The images of mutilation, pain and shame arise again and again. Funny that while Roupenian was being cast as a literary Lena Dunham in the wake of Cat Person - "What?" quipped one Twitter-user, "The New Yorker is just publishing diary entries now?" - she was, in fact, assembling a collection that owes more to the body horror genre than any millennial angst.

This book calls to mind the suburban nightmares of AM Homes and the ultra violence of Chuck Palahniuk. However, Roupenian's violence is of a more nebulous and ultimately more frightful kind than any overt displays. What is unsaid in these stories leaves a deeper mark as in the opening story of a game of submission gone awry. The final scene of despair will leave you gasping but the words are spare, only chipping away at a morass of degradation, leaving us to fill in the sickening blanks.

"He did what we told him... soon the terrible girl's skin was parchment white... and she didn't move... Yet he kept going; as the room darkened and the light came in again and the air thickened with smells, we kept him there and he did what we told him to do."
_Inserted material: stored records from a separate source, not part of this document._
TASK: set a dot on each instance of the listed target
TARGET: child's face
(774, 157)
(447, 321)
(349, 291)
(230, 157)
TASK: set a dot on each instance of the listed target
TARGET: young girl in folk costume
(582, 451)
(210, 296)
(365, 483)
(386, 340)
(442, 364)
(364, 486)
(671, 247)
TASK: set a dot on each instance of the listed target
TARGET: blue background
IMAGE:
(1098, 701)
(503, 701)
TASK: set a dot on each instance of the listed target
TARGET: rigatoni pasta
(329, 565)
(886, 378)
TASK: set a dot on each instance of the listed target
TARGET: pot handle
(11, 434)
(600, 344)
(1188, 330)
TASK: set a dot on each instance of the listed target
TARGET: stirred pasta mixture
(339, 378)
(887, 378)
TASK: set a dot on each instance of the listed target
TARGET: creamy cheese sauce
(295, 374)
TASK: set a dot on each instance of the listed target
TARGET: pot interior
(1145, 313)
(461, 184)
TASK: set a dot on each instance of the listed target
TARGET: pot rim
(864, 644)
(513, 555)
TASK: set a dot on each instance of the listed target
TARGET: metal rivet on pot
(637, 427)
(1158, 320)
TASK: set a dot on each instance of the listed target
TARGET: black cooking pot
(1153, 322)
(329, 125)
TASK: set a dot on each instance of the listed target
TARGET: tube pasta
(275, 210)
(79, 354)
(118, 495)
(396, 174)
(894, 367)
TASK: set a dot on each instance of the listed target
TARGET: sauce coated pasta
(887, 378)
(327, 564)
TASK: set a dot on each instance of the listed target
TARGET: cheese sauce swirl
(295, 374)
The collection concludes with a playful gag of a story about a woman who craves biting people. Ultimately, a male co-worker unwittingly engineers her fantasy by assaulting her, thus allowing her the opportunity to bite and mutilate his face within the acceptable context of self defence. She goes on to "exploit" the scenario in every new workplace as, she finds, there's "one in every office". The biter has the last laugh, just as Roupenian herself, with her transgressive collection, gets the last laugh on an audience that dissected her and underestimated her.